As far as the performance of domestic equities is concerned, the evolving nature of the Covid-19 pandemic continues to handhold the market direction as almost every other blue-chip corporation remains susceptible to the ongoing disruptions due to the extended course of pandemic and wide range of unforeseen implications.
The year started on a pessimistic note, with Britain witnessing the double whammy of third national lockdown and the aftereffects of newly agreed arrangement between the United Kingdom and the European Union following the termination of the Brexit transition period. The phased roadmap of exit from the lockdown restrictions, strict border control measures and the social distancing guidelines by the Downing Street administration partly relieved the market participants.
The massive emergence of cases linked to the Delta variant and the subsequent slowdown effectuated by ‘pingdemic’ furthered the pain for equities. The aftereffect of a sharp increase in the rate of hospitalisation, increasing pressure on the healthcare authorities was evident from the performance of equity indicator as the headline FTSE 100 erased all the gains within four-and-half months between 4 May and 20 September.
As per the historical data available with the London Stock Exchange, FTSE 100 returned to 6,903 on 20 September 2021. The index concluded at 6,923 on 4 May. The equity market sentiments started to recover from the third week of September in the run-up to the corporate earnings as businesses operated with the minimum restrictions for the first time in the July-September quarter in the pandemic period so far.
The resurrection of confidence was largely on the back of higher-than-anticipated earnings and the expectations of robust consumer spending ahead of the festive season, with almost every other food and accommodation business looking forward to realising considerable upsurge in the respective revenues.
However, the elongated concerns due to the pandemic continued to hurt the operations as businesses were unable to resume the operations at maximum possible capacities. The faltering supply chain and logistics systems, short-staffed functions, higher input prices, unavailability of key components for the manufacturing sector, services industry facing acute untimeliness in orders, rate of inflation mounting to a three-decade high and inadequacy of resources furthered the pain.
In the longer run, the domestic markets are well-positioned to make newer highs as the benchmark FTSE 100 registered a fresh 20-month peak in the present months, riding on the back of upbeat earnings and positive, forward-looking statements by a considerable section of heavyweight companies.
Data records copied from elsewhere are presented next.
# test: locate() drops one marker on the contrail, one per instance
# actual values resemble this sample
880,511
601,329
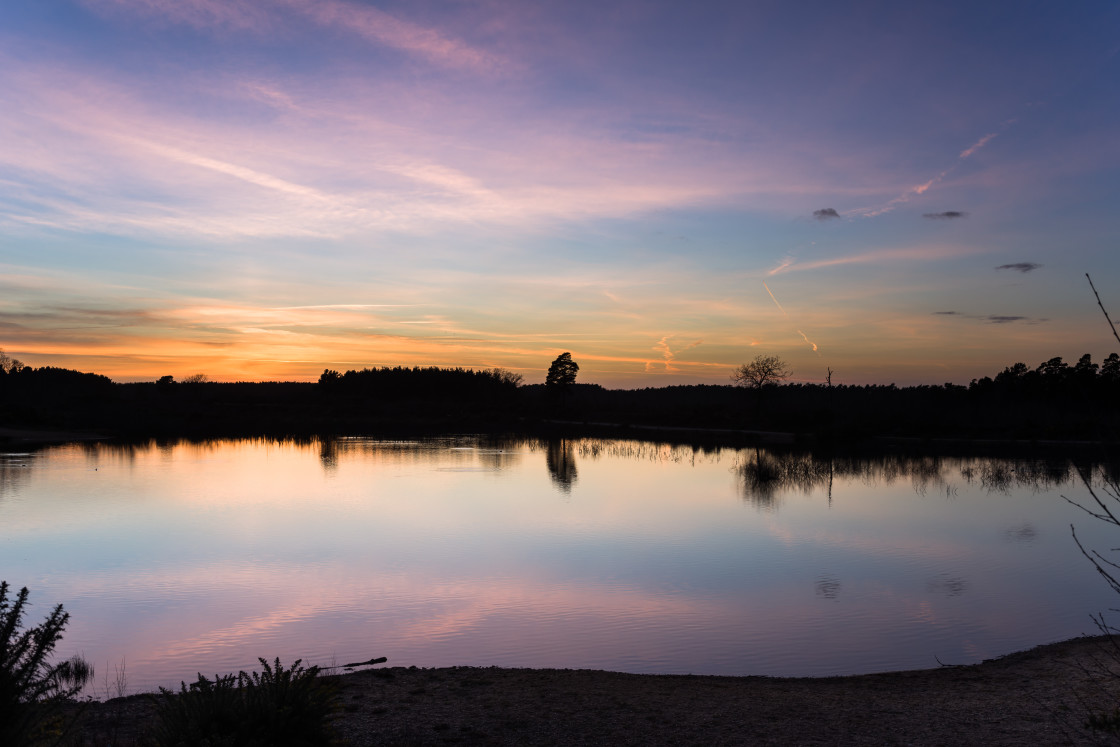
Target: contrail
808,341
775,300
811,343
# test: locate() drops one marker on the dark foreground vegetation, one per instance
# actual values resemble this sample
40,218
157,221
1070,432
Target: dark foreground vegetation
1054,400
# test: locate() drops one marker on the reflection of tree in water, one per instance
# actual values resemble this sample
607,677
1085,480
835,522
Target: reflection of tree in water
328,454
561,460
765,475
15,469
828,587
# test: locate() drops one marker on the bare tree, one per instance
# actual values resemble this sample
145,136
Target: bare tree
764,370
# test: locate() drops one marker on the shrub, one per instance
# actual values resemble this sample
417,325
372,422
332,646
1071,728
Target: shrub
31,690
273,707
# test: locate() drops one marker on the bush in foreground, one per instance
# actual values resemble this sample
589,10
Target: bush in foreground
273,707
33,690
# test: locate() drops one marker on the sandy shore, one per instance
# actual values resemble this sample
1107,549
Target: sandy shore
1038,697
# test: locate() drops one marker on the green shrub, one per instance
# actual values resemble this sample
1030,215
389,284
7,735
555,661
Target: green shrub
273,707
31,690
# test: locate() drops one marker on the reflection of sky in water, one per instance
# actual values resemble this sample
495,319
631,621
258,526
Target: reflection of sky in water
613,554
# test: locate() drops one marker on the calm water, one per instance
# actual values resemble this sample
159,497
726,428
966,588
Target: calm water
624,556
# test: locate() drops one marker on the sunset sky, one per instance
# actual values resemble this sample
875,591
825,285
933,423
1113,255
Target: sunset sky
259,189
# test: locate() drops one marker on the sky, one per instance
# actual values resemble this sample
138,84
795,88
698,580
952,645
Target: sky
261,189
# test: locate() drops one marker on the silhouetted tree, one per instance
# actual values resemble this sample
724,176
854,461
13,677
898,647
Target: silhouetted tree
764,370
562,372
9,364
561,376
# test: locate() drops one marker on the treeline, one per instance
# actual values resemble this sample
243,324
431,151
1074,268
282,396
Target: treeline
422,382
1051,401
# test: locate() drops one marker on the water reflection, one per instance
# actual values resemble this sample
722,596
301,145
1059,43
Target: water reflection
203,554
560,457
15,469
765,475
Continuing the momentum, FTSE 100 can evidently breach the psychological level of 7,500 by the end of this year.
However, the persisting tensions in the Euro Area could delay the recovery process by a couple of months as markets can witness a sharp U-turn from here if there is a major disruption in the business operations due to the re-emergence of Covid cases in the UK. The government has, however, made vibrant progress in vaccinating the people and providing a booster dose to vulnerable patients.
The rising vulnerability of double-jabbed people towards the virus even after the country-wide roll-out of the third dose has been a major area of concern as healthcare administration is unable to contain the spread at a time when the majority of the population has received the complete two-dose regimen of Covid-19 vaccine.
Given the present state of uncertainty amid the markets, the upcoming weeks will remain volatile for equities as a suspension of travel and cross-border movement by a number of countries could potentially hurt the equities as the disruptions will also affect the international trade and subsequent uptake of British-manufactured goods in the EU, as well as non-EU regions that command a proportionately highly section of exports from the UK.